No.1-Week of 16-20 February 2009

African Union—Almost a fortnight after the Ordinary Session of the Africa Union Assembly of the Heads of State and Government ended, many column inches continue to be written about the feasibility of a United States of Africa (USAf). The debate has now moved on one gear, with less of a focus on Qaddafi and more on what would comprise the AU government. The gradualists (Nigeria; South Africa; Uganda among them) talk about integrating Africa incrementally, and through the regional economic communities first, whereas the instantists (including Sudan) believe whatever shape Africa is in now, it’s now or never.

ECOWAS--A call has been made by a Commissioner of the African Commission on Human and Peoples Rights (ACHPR), Mrs. Dupe Atoki, to ECOWAS member states to commit to human rights by establishing infrastructure, including relevant institutions, which can promote and protect human rights in the region.

CEMAC—Cameroonian-born Dr.Chris Fomunyoh, Senior Associate for Africa & Regional Director of NDI, a Washington-based non-profit organization, has, in an interview, castigated Cameroon for adopting what he considers a “lack of leadership in the sub-region”, and cites it as being responsible for the poor economic and political transformation in the sub-region. He believes that unlike Nigeria/South Africa/Kenya for ECOWAS/SADC/EAC respectively, Cameroon has failed to step up to the plate over CEMAC. In this regard, Cameroon’s failure to compete as a sub-regional leader explains why the region “is unable to experience the kind of economic and political transformation other parts of the continent have enjoyed.”

IGAD—Kenya has been urged—under the leadership of IGAD—to take the lead in facilitating peace in Sudan. Two important developments in that country—its general election in July, and referendum on whether the country should remain a singular state—inform the need for all members of the six-member IGAD to assist the country find its feet.

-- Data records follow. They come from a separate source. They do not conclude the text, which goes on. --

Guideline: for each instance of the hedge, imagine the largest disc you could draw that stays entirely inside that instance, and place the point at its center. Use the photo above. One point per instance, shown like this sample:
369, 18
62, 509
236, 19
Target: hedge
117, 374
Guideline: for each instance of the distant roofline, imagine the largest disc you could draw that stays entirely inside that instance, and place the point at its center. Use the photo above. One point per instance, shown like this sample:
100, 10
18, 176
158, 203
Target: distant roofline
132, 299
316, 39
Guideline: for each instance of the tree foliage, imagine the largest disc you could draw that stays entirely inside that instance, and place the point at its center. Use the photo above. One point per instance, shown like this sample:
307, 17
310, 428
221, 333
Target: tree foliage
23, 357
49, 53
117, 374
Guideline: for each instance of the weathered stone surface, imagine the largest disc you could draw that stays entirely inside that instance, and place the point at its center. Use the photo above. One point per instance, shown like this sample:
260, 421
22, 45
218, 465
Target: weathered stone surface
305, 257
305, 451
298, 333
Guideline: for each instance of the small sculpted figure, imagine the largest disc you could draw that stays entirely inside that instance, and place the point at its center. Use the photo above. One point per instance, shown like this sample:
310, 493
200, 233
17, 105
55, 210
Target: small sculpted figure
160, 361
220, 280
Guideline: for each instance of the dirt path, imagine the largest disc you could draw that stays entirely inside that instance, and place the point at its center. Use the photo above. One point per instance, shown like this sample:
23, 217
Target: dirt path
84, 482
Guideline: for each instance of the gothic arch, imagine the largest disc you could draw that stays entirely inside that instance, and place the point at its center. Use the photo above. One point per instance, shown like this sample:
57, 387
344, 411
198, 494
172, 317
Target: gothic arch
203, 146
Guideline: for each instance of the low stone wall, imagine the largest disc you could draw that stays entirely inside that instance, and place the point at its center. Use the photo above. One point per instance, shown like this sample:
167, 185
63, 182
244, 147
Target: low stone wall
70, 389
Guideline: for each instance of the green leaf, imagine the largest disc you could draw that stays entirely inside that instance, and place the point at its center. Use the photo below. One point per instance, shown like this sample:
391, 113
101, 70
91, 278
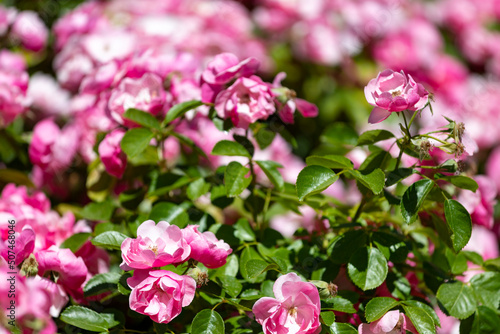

EAC—Ugandan president Yoweri Museveni has called on Ugandans to promote patriotism and love for an East African Federation. Explaining that the country has a population of only 30 million people, he said that by 2013, four other members—Kenya; Tanzania; Rwanda and Burundi—will form a single state. The IMF says this would create a population of around 127 million, making it the second-most populous nation in Africa, after Nigeria.